For food critics, it’s common convention to never post your face on social media, lest you be recognized at a restaurant you’re tasked with reviewing and get preferential treatment. With the same surreptitious style, incoming Red Lobster CEO Damola Adamolekun frequented locations of the seafood chain months before he took the helm, assessing its food and how to improve the company.

In May, Adamolekun began visiting Red Lobsters around the U.S., snacking on crab legs, Maine lobster tail, and its famed Cheddar Bay biscuits, the Wall Street Journal reported. But Adamolekun’s status as the restaurant’s future CEO was unbeknownst to Red Lobster fellow dinners. Adamolekun, for the most part, enjoyed the food. He spoke with employees and regular customers to better understand if it was worth taking a dive to lead a seafood joint with a washed-up reputation.

Restaurant-goers “just want quality food in a comfortable setting and to connect with the history of the brand,” he told WSJ. “That’s the first step.” 

That step will be more of a leap. Red Lobster filed for bankruptcy in May, shuttering dozens of North American restaurant locations and auctioning off equipment from more than 50 spots. The chain blamed its struggles on an unsustainable $20 all-you-can-eat shrimp promotion that wound up contributing to $11 million in losses, the toils of inflation, sluggish traffic, and quarrels with a former owner Thai Union. Powerhouse private equity firm Fortress Investment Group tapped him as Red Lobster’s CEO in August. The $49 billion investment management company will take over as Red Lobster’s parent as it emerges from bankruptcy. 

The 56-year-old restaurant chain will put its trust in the 35-year-old CEO, who defined his early career by being a small fish in a big pond. Growing up in Nigeria, Zimbabwe and the Netherlands before moving to the U.S. at age nine, Adamolekun was a high school speech and debate champ and college investment nerd. Three years after graduating from Harvard Business School in 2017, he became CEO of pan-Asian restaurant chain P.F. Chang’s. He left the position in 2023 and joined private equity firm Garnett Station Partners this year.

Undercover boss

Adamolekun has prided himself on an unconventional approach that blurs the boundaries of leisure and work—or a sit-down seafood meal and a reconnaissance mission. 

“My life is my work. My work is my life,” he told Fortune in 2023. Adamolekun often begins his days at 4:30 a.m. with a seven-to-eight-mile run and punctuates them with a cigar.

But the sleuthing restaurant visits prior to Adamolekun’s tenure as Red Lobster CEO is a budding practice for a company’s top brass, meant to instill empathy and hone intuition about on-the-ground business decisions. Not just the premise of a cable television show, becoming an undercover boss has prepared CEOs to face the sometimes unseen or underappreciated aspects of the rank-and-file employees whose labor fuels the economic success of a business.

Former Chipotle CEO Brian Niccol began his 2018 initiation as head of the company at a facility in Denver.

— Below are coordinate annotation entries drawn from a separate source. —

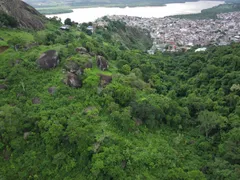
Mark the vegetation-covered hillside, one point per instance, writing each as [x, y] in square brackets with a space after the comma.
[102, 111]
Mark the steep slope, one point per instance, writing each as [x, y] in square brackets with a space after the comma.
[26, 15]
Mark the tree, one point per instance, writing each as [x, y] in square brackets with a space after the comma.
[68, 21]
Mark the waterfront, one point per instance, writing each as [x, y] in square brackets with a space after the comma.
[91, 14]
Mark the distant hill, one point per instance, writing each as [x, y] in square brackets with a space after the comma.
[20, 14]
[44, 3]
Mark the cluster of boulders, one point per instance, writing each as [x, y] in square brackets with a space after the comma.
[48, 60]
[74, 70]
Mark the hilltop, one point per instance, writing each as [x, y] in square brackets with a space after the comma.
[80, 105]
[18, 13]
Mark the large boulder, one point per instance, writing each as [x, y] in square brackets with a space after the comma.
[105, 80]
[102, 63]
[36, 100]
[52, 90]
[73, 80]
[3, 48]
[48, 60]
[81, 50]
[3, 87]
[88, 65]
[73, 67]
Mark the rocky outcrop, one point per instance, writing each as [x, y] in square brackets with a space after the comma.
[36, 100]
[25, 15]
[81, 50]
[105, 80]
[102, 63]
[52, 90]
[3, 48]
[73, 67]
[48, 60]
[88, 65]
[73, 80]
[3, 87]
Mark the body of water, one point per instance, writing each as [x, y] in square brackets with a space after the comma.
[91, 14]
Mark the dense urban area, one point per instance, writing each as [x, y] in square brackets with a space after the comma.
[175, 34]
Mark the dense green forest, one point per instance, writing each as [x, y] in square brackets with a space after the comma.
[162, 116]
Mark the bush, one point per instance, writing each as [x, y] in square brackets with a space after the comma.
[7, 20]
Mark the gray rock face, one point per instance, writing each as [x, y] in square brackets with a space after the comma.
[52, 90]
[26, 15]
[3, 87]
[102, 63]
[48, 60]
[73, 80]
[73, 67]
[82, 50]
[105, 80]
[36, 100]
[88, 65]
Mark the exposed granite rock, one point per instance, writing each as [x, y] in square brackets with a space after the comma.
[102, 63]
[3, 48]
[26, 15]
[52, 90]
[81, 50]
[88, 65]
[36, 100]
[105, 80]
[73, 80]
[73, 67]
[48, 60]
[3, 87]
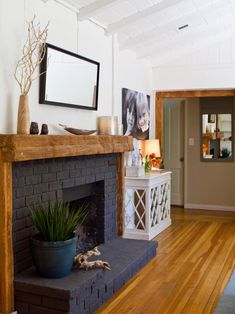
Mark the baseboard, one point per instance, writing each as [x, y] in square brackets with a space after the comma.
[210, 207]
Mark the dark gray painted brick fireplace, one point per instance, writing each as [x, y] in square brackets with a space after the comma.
[81, 291]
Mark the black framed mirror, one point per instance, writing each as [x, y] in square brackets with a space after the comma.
[217, 129]
[68, 79]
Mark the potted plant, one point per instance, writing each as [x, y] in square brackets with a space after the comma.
[54, 248]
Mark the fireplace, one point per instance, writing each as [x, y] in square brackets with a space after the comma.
[95, 178]
[91, 196]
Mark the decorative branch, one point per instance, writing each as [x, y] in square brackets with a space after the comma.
[33, 53]
[81, 261]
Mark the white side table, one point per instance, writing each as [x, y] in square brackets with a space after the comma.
[147, 205]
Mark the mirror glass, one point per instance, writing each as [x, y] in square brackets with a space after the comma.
[68, 79]
[217, 136]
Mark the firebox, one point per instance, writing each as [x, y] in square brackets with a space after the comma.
[91, 196]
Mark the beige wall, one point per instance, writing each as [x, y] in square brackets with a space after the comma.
[207, 183]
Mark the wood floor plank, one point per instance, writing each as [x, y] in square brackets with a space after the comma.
[195, 258]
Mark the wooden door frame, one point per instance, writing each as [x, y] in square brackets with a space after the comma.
[160, 95]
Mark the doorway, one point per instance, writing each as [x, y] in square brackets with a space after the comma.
[173, 146]
[192, 199]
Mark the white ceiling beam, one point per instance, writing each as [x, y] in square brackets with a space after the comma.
[190, 40]
[173, 24]
[94, 8]
[117, 26]
[183, 52]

Though he never worked at a Chipotle restaurant, he learned to manage a location’s busy lunch rush, chop up vegetables, prepare sides, and tightly wrap burritos, many of which he tore.

“Wrapping a burrito is an art,” Niccol told Fortune earlier this year.

At Starbucks, Niccol will replace Laxman Narasimhan, who, at the beginning of his CEO tenure in March 2023, vowed to employees he would spend hours working behind the counter of the Seattle coffee chain, donning an apron and slinging frappuccinos.

“To keep us close to the culture and our customers, as well as to our challenges and opportunities, I intend to continue working in stores for a half day each month, and I expect each member of the leadership team to also ensure our support centers stay connected and engaged in the realities of our stores for discussion and improvement,” he wrote in an email to employees.

Alexandre Ricard took a boozy bar crawl after he became CEO and chairman of the Paris-based liqueur giant Pernod Ricard, founded by his grandfather. Ricard frequented 40 to 50 bars to understand post-pandemic drinking culture and the impact of inflation of the industry. More on-the-ground market research than guy’s night out, Ricard’s tour allowed him to clearly understand how cocktails were being consumed, including which spirits had become popular among staff and patrons. 

“At the same time, bartenders kept recommending a new gin,” he told the Seattle Times. “That was Monkey 47, which became my first acquisition as global chairman and CEO of the company.”